It’s definitely nice to see that claymation films are still a thing. When you think of claymation, you think of Nick Park and the Wallace & Gromit series and now he is back, along with a great cast and a prehistoric setting that is surely ripe for comedy.
Synopsis: Set at the dawn of time, when prehistoric creatures roamed the Earth, EARLY MAN tells the story of courageous caveman hero Dug and his best friend Hognob as they unite his tribe against a mighty enemy to save their home. (eOne Films)
Starring: Eddie Redmayne, Tom Hiddleston, and Maisie Williams
Writers: Mark Burton and James Higginson
Director: Nick Park
Rating: PG (Canada/United States)
Running Time: 89mins
For showtimes and more, check out Early Man on movietimes.com.
You probably have seen this story before more or less but there’s just something about seeing it played out as stop-motion claymation that somehow makes it feel different. Underdog stories have existed throughout the history of film and this was still the case here. After a tribe of cavemen have their valley plundered by the greedy Lord Nooth (Hiddleston), it is up to the courageous Dug (Redmayne) to rally his fellow tribe to get it back though this will be easier said than done.
Dug’s tribe of primitive cavemen (and women) were exactly that which made them fun to watch with plenty of surprisingly funny moments and some silly creatures along the way, including a pig named Hognob (Nick Park) and a comically large duck just to name a few. They were a simple group, satisfied with their way of life for several generations. Their lives were disturbed once the technologically advanced Nooth arrived to plunder bronze from their precious valley.
The contrast between the primitive Dug and the advanced society behind Nooth was interesting and could have been one of the biggest selling points but it didn’t go nearly far enough with it. Despite this, it led to Dug meeting a shop stall owner with higher aspirations named Goona (Williams).
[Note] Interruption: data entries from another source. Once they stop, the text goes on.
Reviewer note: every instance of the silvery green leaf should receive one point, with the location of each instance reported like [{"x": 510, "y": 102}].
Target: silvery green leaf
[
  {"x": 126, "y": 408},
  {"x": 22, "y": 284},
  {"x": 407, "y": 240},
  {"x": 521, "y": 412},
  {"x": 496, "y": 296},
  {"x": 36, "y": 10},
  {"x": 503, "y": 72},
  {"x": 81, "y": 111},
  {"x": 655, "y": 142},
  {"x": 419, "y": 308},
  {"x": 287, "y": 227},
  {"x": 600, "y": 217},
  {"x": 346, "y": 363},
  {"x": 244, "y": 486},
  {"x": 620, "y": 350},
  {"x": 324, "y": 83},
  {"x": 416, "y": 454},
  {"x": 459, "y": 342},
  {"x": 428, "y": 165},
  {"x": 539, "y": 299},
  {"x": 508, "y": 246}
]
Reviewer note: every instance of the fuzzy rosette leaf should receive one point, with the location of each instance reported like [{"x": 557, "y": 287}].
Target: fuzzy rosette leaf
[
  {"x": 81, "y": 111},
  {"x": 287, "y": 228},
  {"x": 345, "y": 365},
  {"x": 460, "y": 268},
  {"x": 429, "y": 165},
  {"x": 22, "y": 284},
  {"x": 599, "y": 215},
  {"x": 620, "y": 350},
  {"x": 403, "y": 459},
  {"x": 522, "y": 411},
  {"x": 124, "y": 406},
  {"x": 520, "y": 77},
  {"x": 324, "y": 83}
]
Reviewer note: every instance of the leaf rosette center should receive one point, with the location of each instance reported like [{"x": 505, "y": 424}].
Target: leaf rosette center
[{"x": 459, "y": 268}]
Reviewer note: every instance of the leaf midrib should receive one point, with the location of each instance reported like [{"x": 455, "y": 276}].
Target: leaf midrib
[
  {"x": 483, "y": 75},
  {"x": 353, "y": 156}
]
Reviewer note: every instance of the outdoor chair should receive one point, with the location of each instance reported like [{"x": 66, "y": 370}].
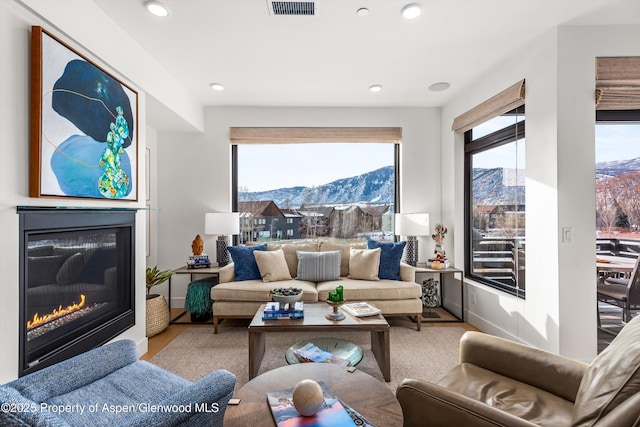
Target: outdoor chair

The story kind of introduced a romantic relationship between Dug and Goona, however, it didn’t go far enough with this either to make it mean anything more.
The film could also be considered a sports film as soccer (or football) played a large role in the story. The only way in which Dug’s tribe could get their valley back was if they could beat Nooth’s soccer team. Dug’s tribe of cavemen obviously weren’t soccer players so having to take on Nooth’s champions seemed like an insurmountable undertaking for anyone, let alone a caveman. With Goona at his side, they had to train the other cavemen in time for their big game. This played out like any other sports film, however, the caveman aspect set it apart and was compelling to watch, even with the inevitable outcome, being a kids film.
With most animated films relying on CGI, stop-motion films let alone claymation films have been few and far between. Putting a film like this together is hard work for sure therefore the work from the animators here should be commended, especially since most scenes featured several characters on screen at once. The soccer game sequences, including the crowd shots, were exciting to watch.
The voice acting was solid across the board and did the best it could have done with the story. The characters may not be memorable but all the actors contributed with solid efforts. Redmayne’s Dug was a likable enough main character thanks to his quirky voice. Williams’ Goona was charming. The most memorable character will surely be Hiddleston’s Nooth. Hiddleston’s french accented villain was often funnier than not, allowing him to steal a fair share of scenes.
Overall, this was an entertaining animated film with a solid underdog story and plenty of funny moments along the way including the performance of Tom Hiddleston as the film’s over the top villain. While it may not be the most memorable film, it’s definitely still worth the watch.